Enforcement measures which focus on methods of infringement (e.g. peer-to-peer protocols) rather than infringement itself risk adversely affecting the development and use of technologies for legitimate purposes.
Online service providers
The proposed agreement would permit parties to provide their competent authorities with the authority to order an online service provider to disclose expeditiously to a right holder information sufficient to identify a subscriber whose account was allegedly used for infringement (see Article 27(4)).
We note that “online service provider” is neither defined nor limited to particular classes of providers. We also note that the subscriber may or may not be an infringer.
In any enforcement of IPR in the online environment, it is imperative that non-infringers (e.g. Internet subscribers, Internet users, online service providers and others) are not adversely affected by those enforcement measures.
Technology can be used for beneficial, and sometimes unforeseen and surprising, purposes. That is the essence of innovation in the Internet environment. We believe that legal frameworks should support the open and unrestricted development of Internet technologies.
Should ACTA proceed, we strongly urge all parties to adopt mechanisms for active, timely and direct multistakeholder participation in the local implementation of its terms.

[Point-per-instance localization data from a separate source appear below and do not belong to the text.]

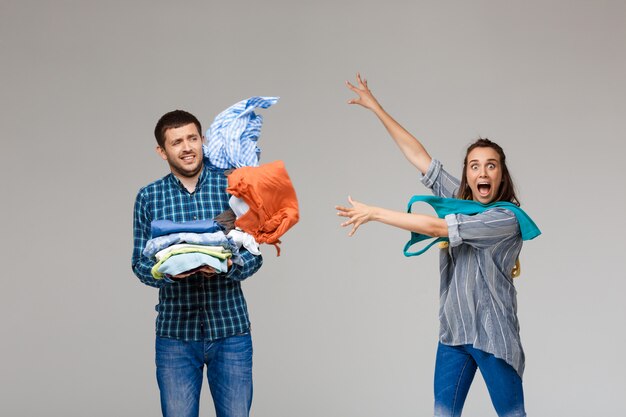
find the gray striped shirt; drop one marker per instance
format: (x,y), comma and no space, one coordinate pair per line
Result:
(478,301)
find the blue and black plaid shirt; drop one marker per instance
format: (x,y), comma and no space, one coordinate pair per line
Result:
(193,308)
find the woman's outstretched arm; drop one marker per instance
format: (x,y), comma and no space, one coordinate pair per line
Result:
(412,148)
(361,213)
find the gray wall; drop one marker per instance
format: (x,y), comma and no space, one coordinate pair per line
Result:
(342,326)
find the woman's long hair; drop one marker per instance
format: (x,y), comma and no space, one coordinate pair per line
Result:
(506,191)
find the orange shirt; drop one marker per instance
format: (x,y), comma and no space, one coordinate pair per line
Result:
(269,193)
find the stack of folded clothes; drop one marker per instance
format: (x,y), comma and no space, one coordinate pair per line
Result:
(184,247)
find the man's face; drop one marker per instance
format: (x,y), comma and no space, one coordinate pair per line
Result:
(183,150)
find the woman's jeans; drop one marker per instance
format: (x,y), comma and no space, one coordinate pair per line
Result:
(229,371)
(454,371)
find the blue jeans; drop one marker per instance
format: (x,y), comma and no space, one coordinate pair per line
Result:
(454,371)
(229,371)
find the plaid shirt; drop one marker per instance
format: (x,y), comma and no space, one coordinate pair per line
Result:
(194,308)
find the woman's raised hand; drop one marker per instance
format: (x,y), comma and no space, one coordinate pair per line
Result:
(366,98)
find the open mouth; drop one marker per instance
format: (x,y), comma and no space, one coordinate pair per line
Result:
(188,158)
(484,188)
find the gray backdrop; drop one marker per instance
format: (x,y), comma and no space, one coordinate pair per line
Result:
(342,326)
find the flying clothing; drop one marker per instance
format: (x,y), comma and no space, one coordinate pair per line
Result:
(232,137)
(272,201)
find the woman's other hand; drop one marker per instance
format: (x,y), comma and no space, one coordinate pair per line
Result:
(366,98)
(357,215)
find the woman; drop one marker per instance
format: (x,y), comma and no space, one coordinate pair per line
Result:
(478,311)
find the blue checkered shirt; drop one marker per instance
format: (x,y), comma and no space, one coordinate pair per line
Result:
(233,135)
(193,308)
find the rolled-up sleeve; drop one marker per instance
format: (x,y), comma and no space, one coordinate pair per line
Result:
(439,180)
(482,230)
(142,265)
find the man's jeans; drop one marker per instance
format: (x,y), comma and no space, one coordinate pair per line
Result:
(454,371)
(229,371)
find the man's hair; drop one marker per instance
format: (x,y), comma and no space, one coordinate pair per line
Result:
(506,192)
(173,120)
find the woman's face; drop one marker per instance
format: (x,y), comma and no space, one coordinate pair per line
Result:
(484,174)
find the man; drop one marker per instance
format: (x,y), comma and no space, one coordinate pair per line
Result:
(202,317)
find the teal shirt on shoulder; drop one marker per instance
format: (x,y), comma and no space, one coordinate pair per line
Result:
(444,206)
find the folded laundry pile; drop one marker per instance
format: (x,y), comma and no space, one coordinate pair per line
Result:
(183,247)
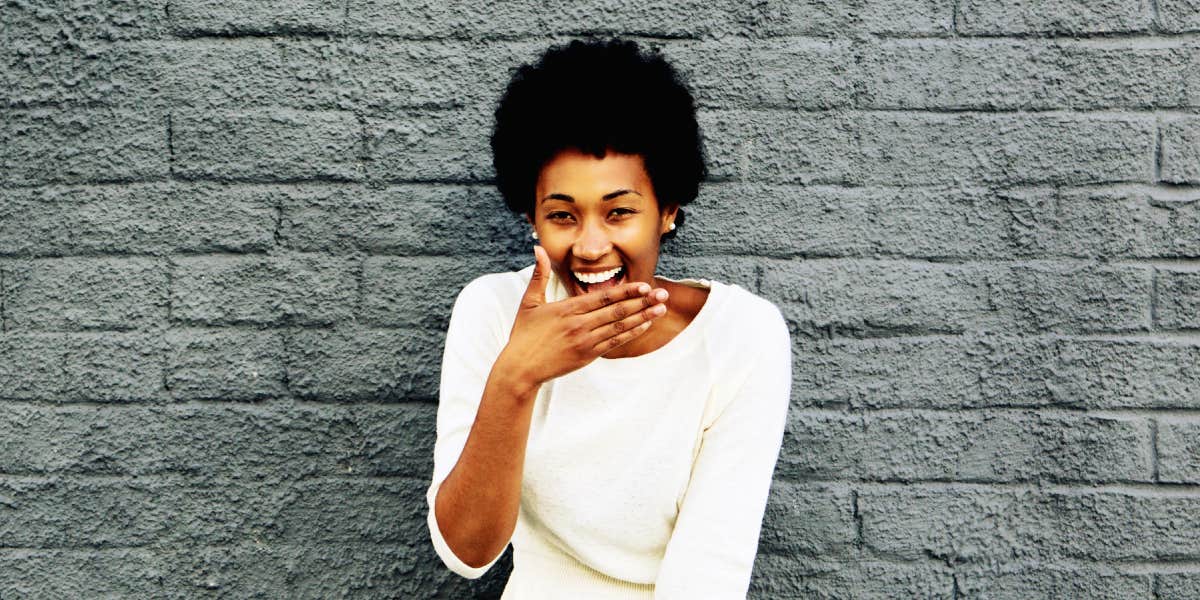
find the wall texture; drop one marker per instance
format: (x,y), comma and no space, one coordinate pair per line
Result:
(231,232)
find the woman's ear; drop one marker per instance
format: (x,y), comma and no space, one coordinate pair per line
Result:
(667,217)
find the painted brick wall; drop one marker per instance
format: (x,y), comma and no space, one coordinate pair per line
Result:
(231,232)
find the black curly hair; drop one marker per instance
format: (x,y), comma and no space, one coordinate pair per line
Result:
(593,96)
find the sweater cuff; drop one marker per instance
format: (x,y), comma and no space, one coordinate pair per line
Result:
(439,544)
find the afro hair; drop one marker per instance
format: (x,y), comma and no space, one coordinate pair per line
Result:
(595,96)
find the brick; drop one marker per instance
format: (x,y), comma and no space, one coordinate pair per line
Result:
(357,365)
(865,577)
(935,223)
(913,148)
(779,147)
(815,17)
(893,148)
(84,145)
(81,573)
(887,372)
(107,366)
(418,292)
(1179,16)
(136,219)
(228,441)
(1077,298)
(384,76)
(983,370)
(1175,227)
(527,18)
(306,289)
(430,145)
(267,145)
(1099,223)
(225,365)
(436,19)
(811,520)
(243,17)
(1177,299)
(779,221)
(1024,580)
(978,445)
(57,24)
(969,525)
(1181,150)
(313,571)
(1179,451)
(869,298)
(369,511)
(31,366)
(85,293)
(402,219)
(126,75)
(1127,373)
(1177,586)
(108,513)
(984,17)
(783,73)
(1030,75)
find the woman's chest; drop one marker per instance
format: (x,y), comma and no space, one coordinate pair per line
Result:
(611,457)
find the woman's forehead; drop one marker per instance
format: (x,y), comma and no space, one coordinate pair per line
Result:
(582,175)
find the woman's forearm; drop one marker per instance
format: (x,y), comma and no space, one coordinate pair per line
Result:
(477,505)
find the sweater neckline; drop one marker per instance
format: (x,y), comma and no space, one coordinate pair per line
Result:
(677,345)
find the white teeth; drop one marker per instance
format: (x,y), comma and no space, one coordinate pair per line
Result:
(597,277)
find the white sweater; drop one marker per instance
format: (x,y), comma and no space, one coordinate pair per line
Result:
(645,477)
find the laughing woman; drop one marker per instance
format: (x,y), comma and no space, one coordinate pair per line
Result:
(619,429)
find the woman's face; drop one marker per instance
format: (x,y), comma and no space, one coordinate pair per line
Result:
(598,215)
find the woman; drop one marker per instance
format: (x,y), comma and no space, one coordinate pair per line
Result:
(619,430)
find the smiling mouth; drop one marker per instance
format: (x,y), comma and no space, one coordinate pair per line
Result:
(591,282)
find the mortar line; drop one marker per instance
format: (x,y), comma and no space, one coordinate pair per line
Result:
(1153,450)
(171,145)
(858,520)
(1153,299)
(1158,150)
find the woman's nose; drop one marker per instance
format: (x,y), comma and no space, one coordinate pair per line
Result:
(593,243)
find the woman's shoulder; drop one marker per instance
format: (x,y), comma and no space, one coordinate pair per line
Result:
(493,286)
(492,294)
(744,312)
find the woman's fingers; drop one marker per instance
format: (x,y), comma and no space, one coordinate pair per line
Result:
(617,311)
(621,331)
(593,300)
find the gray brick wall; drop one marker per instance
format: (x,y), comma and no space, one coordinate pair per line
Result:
(231,233)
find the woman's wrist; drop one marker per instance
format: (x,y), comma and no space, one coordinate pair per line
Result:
(515,381)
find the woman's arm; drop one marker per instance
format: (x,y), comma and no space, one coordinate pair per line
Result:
(712,550)
(475,507)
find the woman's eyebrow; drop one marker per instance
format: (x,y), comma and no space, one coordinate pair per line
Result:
(606,197)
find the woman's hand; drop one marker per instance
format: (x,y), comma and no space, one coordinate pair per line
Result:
(551,340)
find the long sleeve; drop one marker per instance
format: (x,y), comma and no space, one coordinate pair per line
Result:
(474,340)
(711,552)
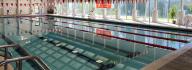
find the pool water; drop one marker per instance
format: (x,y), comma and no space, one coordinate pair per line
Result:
(66,44)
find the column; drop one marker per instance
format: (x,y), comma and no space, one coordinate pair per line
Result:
(134,11)
(104,13)
(92,12)
(155,12)
(181,14)
(117,10)
(83,10)
(74,8)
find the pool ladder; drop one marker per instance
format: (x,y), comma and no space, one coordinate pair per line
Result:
(19,60)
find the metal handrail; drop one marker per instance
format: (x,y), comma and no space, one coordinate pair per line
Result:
(6,52)
(6,60)
(20,59)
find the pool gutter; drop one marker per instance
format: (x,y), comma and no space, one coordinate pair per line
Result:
(156,65)
(126,23)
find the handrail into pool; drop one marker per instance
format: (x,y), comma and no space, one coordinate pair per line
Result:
(6,52)
(134,41)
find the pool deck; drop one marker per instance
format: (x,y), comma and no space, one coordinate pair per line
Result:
(177,60)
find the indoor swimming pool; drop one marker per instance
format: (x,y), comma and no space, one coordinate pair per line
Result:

In this regard, we consider that article 28(4) is insufficient.
Further, under the category of transparency in article 30, we encourage the negotiating parties to add measures for the provision of assistance to wrongly accused persons.
As a general point, we question the merits of establishing a new international forum on international IPR issues (“the ACTA Committee”), particularly one which does not by default provide for direct and active multistakeholder participation. Furthermore, the forum is sought to be established after the substantive discussions have taken place and terms have been agreed. Should ACTA proceed outside the World Trade Organization (WTO) or the World Intellectual Property Organisation (WIPO), we call upon the parties to adopt a truly multistakeholder mechanism responsible for ensuring the fair, proportionate and appropriate implementation of the agreement.
No doubt the discussions the negotiating parties have had in the formal rounds of negotiations have been useful in exploring these complex and controversial issues. However, the Internet Society believes that further and more inclusive discussions are needed on these complex issues before binding agreements are reached, not least because the solutions proposed may become precedents for mechanisms dealing with other Internet governance issues. We recommend that the World Intellectual Property Organisation (WIPO) be invited to play a role in leading these further discussions to ensure a more open, transparent and inclusive approach to these issues.